The higher the weight, the more your final ranking will reward teams with momentum in that last quarter of the season.
Now, keep in mind that this step, as well, integrates the strength of schedule. If the final quarter of the season has the highest weight, then a team improves its ranking by beating high quality teams in the final quarter of the season. In a sense, this type of model is developed under an assumption that having momentum in the last quarter of the season is predictive of playing well in the Tournament.
Now, let’s look more closely at the decisions necessary in using, in particular, the online codes. First, we adapted two BCS methods. The Colley method considers only wins and losses and integrates Bayesian probabilities into the calculations. The other method, called the Massey method, integrates scores. We have found that when there is a lot of parity in the teams the Massey method can struggle as scores can create noise rather than differentiation. For instance, a 20-point blow-out might end up as an eight-point win when second teamers finish the game and a two-point game gets stretched to
12 when the leading team hits free throws down the stretch.
Up until now, we have discussed using temporal data to vary the importance of games. One might have games in the final quarter count as 1.4 wins and 1.4 losses. One may also want to weight wins at home with a different weight than wins on the road, weighting the ability to win on the road higher (see “Picking winners,” below).

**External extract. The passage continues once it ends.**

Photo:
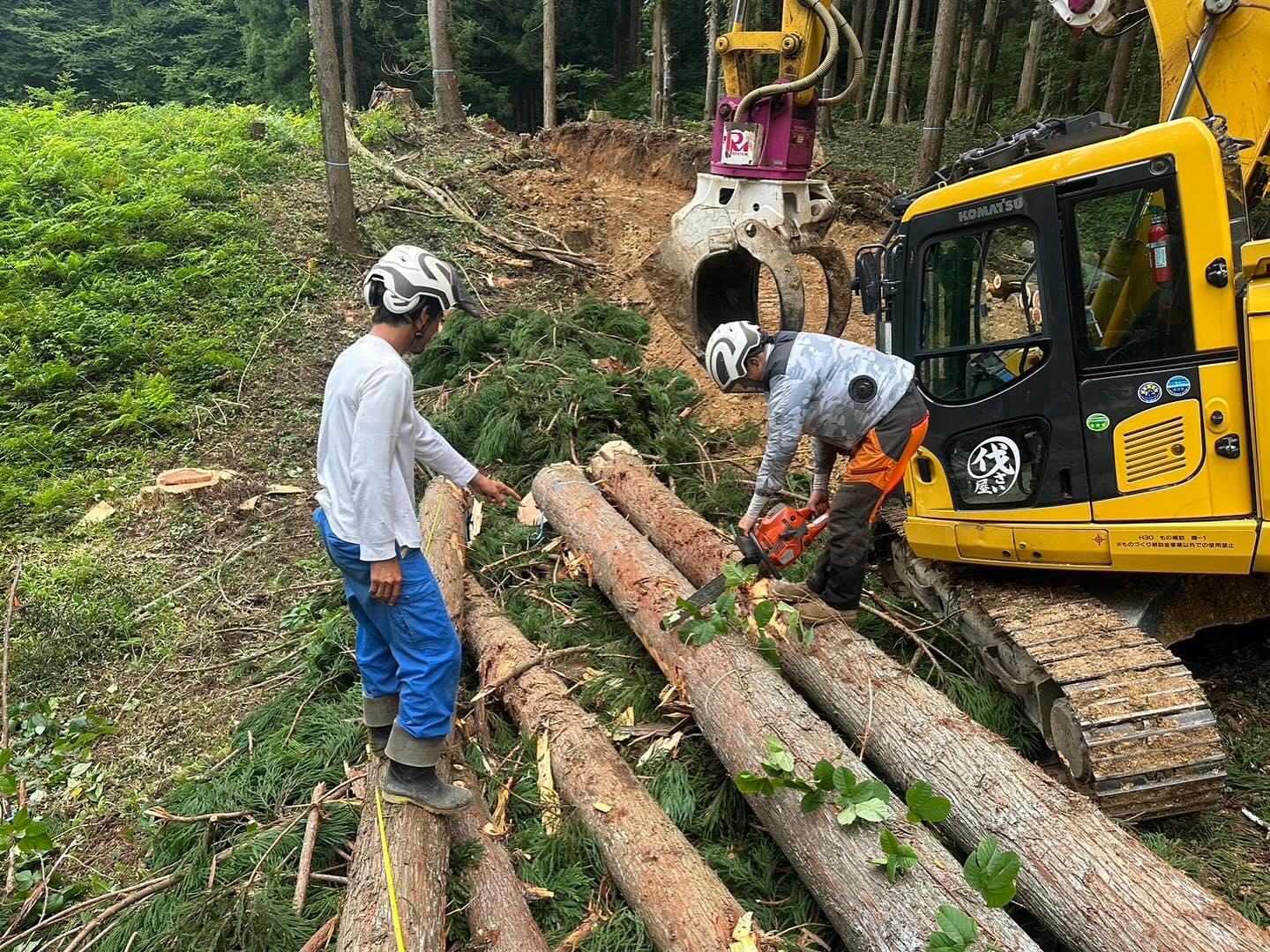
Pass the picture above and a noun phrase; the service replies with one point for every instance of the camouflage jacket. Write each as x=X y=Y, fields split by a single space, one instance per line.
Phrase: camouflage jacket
x=828 y=389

What parameters should you weight, possibly integrating statistics not listed here? In part, that’s your choice. You may want to use other methods such as regression and machine learning to determine which factors lead to your weightings for games. In this case, finding your ideal weight can lead to big improvements in your bracket performance. Keep in mind, however, that the tournament is inherently maddening and while you might improve your odds of winning, the search for perfection can be quite elusive.